Breaney Methodist chapel is a Methodist chapel in the civil parish of Breage, near Helston, Cornwall, UK. The chapel is on Trewithick road in Breage, past the school. It was built in 1829 for and by the Miners of Breage. There were many other chapels in Breage parish (all of them turned into houses except one which is now a social club). The chapel is listed as of having architectural merit and must be painted white as it is a marker for fishermen in the bay. It was officially called Troon Methodist chapel until 1992 when the name changed to Breaney. Breaney was the name chosen by the uniting congregations of Breage and Sithney obviously taking half of each name! In 1992 the chapel was renovated with a new first floor worship area, new seating, new carpets, new paint, a new organ and more whilst key features such as the gallery pews and plaster columns were retained. In 2016 the future of the chapel was questioned in a rationalisation process by The Lizard & Mounts bay Methodist circuit. After much prayer and discussion the fellowship are seeking new ways to serve the community and share the love of God.

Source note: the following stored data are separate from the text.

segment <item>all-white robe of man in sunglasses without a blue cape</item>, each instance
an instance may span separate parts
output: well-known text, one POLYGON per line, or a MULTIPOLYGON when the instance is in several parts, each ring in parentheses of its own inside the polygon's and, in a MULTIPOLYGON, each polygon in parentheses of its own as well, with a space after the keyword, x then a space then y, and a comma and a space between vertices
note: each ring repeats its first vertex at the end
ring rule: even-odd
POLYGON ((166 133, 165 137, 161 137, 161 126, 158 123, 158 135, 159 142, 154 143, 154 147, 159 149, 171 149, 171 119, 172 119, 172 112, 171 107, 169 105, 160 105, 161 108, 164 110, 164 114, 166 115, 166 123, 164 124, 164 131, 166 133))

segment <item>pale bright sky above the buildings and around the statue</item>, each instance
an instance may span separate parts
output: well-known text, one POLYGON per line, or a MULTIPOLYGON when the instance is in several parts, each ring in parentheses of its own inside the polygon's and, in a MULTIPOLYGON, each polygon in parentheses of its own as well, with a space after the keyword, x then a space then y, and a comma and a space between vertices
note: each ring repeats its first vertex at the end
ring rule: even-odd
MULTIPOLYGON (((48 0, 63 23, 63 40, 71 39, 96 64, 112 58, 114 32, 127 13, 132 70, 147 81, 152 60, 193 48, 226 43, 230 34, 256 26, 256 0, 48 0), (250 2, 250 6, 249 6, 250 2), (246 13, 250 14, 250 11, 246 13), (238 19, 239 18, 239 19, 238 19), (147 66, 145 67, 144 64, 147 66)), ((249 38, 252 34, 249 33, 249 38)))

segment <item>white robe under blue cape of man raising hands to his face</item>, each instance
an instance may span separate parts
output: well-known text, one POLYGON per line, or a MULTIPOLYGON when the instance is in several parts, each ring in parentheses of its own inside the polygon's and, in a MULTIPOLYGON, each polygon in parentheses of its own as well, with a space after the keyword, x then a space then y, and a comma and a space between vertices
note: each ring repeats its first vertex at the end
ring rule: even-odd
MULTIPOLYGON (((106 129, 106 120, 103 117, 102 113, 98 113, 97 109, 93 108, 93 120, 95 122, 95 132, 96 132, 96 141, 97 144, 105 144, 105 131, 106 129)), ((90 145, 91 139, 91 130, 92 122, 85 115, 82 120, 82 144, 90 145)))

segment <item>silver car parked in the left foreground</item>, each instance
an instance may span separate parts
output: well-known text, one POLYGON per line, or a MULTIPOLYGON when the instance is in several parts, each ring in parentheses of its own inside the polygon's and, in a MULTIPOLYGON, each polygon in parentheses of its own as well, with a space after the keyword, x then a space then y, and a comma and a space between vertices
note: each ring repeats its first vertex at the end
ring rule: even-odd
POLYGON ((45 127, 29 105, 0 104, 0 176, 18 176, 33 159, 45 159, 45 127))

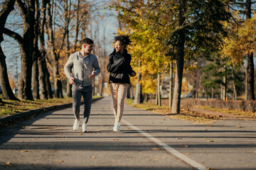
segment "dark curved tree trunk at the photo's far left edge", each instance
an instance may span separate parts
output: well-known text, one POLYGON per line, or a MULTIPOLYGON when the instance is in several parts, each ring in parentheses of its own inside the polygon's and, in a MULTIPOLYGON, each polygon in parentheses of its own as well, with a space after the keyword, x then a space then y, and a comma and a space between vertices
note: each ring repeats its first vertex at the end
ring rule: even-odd
MULTIPOLYGON (((11 13, 12 10, 14 10, 14 3, 13 0, 6 0, 4 6, 2 6, 0 11, 0 44, 2 41, 4 41, 3 38, 3 29, 4 25, 6 23, 6 19, 11 13)), ((6 56, 4 55, 3 50, 1 49, 0 45, 0 84, 2 89, 2 98, 5 98, 7 100, 15 100, 18 101, 18 98, 14 96, 14 93, 11 91, 11 86, 9 84, 9 78, 7 74, 7 67, 6 67, 6 56)), ((0 102, 1 98, 0 98, 0 102)))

The Methodist chapel originally had a very old, mainly wood pipe organ which was fitted in the organ loft but in 1992 the organ was taken out and replaced by an electronic organ.

There is an Ordnance Survey benchmark on the bottom wall of the chapel on a corner.

On 25 August 1987 Breaney Methodist chapel became a Grade II listed building listed as "Breage Methodist Church Including Courtyard Walls And Gate Piers".